Limitations & Future Work

  1. Selection of mixing ratio \(\alpha\): Although results are relatively robust to \(\alpha\), the optimal ratio may vary based on model size and task distribution, and there is a lack of an adaptive method to determine \(\alpha\).
  2. Dependency on off-policy data quality: When there is a significant distribution gap between off-policy data and the target model, mixing performance might decline.
  3. Limited evaluation benchmarks: Primarily validated on Alpaca Eval 2.0; generalization to other alignment benchmarks (such as MT-Bench, Arena-Hard) requires further confirmation.
  4. Data scale ratio not discussed: The impact of the absolute scale difference between the two data types on the mixing effect has not been analyzed thoroughly.
  5. Insufficient theoretical explanation: Lacks theoretical analysis on "why simple mixing works", leaving the explanation of complementarity at an empirical level.

  • DPO (Rafailov et al., 2023): The foundational preference optimization algorithm for this work.
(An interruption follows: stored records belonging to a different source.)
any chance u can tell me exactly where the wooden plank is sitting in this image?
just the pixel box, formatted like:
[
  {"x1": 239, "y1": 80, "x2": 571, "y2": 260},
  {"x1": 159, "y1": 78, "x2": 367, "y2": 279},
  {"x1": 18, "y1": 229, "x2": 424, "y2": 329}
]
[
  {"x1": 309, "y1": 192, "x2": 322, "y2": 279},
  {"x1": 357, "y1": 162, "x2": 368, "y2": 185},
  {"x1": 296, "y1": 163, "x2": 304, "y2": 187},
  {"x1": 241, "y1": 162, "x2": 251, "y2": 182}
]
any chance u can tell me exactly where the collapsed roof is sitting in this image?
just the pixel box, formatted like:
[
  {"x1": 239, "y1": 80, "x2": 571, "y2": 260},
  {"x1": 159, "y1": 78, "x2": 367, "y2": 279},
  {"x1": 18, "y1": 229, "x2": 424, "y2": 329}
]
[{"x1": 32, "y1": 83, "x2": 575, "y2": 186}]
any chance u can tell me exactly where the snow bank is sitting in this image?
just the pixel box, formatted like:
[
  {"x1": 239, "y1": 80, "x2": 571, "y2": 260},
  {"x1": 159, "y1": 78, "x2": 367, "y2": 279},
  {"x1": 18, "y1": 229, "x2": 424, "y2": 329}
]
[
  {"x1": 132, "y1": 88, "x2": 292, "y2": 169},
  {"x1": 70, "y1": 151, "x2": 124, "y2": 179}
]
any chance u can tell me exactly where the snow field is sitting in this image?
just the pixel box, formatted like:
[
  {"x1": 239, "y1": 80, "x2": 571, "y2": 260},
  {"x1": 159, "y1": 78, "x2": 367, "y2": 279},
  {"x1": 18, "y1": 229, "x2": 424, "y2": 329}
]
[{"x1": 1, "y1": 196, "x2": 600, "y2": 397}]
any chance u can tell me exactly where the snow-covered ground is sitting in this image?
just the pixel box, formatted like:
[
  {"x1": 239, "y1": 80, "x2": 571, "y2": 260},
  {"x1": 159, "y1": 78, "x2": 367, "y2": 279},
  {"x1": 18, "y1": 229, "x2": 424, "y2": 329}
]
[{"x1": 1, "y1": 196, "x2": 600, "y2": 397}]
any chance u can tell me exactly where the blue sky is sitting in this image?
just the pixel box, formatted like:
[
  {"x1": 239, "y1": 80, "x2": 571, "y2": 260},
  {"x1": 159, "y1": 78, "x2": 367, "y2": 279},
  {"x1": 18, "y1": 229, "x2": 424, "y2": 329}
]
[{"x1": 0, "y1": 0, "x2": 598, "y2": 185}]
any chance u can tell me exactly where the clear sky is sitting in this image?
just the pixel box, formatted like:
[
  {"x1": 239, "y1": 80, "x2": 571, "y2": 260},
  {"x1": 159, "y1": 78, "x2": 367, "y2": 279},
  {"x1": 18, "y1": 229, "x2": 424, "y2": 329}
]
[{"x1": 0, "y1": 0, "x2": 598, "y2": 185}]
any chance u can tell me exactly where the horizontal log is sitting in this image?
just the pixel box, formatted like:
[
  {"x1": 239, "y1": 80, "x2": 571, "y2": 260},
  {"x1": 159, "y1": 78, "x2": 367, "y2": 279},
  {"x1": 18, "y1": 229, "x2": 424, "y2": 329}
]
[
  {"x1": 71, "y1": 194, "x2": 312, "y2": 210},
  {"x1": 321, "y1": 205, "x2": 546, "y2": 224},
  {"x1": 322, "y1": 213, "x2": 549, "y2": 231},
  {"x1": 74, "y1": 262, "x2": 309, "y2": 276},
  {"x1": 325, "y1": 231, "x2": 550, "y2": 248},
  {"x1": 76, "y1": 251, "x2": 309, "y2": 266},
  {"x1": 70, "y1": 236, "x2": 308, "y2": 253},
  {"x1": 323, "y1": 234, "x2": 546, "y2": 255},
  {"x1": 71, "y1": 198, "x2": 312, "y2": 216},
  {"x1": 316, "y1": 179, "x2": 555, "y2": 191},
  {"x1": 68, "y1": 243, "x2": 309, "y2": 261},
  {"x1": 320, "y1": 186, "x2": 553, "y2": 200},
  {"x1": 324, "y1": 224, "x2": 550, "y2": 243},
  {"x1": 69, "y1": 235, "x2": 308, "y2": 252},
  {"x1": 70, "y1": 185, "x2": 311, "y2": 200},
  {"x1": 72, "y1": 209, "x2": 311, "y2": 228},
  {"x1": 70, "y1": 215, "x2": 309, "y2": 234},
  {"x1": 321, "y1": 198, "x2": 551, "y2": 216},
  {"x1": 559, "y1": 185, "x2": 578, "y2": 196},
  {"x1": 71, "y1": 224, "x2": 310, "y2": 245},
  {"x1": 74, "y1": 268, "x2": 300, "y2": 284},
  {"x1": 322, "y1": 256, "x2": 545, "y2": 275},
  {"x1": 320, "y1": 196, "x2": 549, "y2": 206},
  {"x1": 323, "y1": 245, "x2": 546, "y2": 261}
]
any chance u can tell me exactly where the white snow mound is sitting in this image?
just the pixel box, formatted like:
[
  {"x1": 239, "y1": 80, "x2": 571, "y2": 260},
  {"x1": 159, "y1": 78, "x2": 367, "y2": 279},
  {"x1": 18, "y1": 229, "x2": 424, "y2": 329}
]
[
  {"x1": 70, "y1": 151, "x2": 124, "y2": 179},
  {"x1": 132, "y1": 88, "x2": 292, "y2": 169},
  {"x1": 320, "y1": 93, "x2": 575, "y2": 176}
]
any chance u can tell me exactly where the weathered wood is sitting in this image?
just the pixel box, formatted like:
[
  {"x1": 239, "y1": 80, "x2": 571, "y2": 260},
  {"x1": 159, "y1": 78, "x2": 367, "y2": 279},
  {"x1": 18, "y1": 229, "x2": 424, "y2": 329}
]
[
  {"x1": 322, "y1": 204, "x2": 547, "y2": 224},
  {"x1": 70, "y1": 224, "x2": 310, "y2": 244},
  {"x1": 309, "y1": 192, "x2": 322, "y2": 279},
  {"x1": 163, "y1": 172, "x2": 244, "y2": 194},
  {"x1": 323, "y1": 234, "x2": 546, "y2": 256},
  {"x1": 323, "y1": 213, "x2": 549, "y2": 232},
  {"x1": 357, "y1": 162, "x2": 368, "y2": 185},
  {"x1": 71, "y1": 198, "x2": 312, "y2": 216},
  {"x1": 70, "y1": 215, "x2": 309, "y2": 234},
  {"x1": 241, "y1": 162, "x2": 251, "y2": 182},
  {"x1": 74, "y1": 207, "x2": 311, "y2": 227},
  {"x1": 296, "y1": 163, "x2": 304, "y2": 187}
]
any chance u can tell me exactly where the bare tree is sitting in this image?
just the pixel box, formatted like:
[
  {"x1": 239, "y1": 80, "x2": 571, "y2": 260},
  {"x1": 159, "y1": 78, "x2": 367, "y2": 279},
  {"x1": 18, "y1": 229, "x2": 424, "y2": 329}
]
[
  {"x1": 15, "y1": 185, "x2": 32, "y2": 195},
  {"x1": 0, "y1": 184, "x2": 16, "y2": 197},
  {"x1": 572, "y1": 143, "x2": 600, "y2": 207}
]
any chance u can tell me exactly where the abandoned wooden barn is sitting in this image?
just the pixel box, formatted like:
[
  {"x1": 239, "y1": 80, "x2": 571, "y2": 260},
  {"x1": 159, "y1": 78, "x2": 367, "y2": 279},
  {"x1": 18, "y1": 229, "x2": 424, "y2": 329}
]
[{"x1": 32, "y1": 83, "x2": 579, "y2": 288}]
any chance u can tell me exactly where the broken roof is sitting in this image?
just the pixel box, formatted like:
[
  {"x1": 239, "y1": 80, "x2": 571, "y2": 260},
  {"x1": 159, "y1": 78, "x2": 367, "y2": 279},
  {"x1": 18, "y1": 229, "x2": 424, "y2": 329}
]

SIMPLEMIX does not modify the DPO loss.
  • HyPO: Integrates on/off-policy data through a complex mixing strategy, which is outperformed by SIMPLEMIX in a simpler manner.
  • DPO-Mix-P: Another mixing method, also outperformed.
  • InCo-DPO (2025): Balances distribution shift and data quality, focusing on issues similar to those addressed by SIMPLEMIX.
  • Insights: In recommendation systems, combining online exploration data (on-policy) and user historical behavior data (off-policy) might leverage a similarly simple mixing strategy.

Rating

Dimension Score (1-5) Description
Novelty 3.5 The method is extremely simple (data mixing only), but identifying the task complementarity of on/off-policy data is a valuable new insight.
Value 5 Zero additional implementation cost; any team using DPO can adopt it immediately.
Experimental Thoroughness 4 Quantitatively validates complementarity across multiple tasks, though the coverage of evaluation benchmarks could be broader.
Writing Quality 4 Clearly written; the naming "frustratingly simple" accurately conveys the core message.
Overall 4.0 Achieves significant improvements using a minimalist approach, providing important practical guidance for preference learning.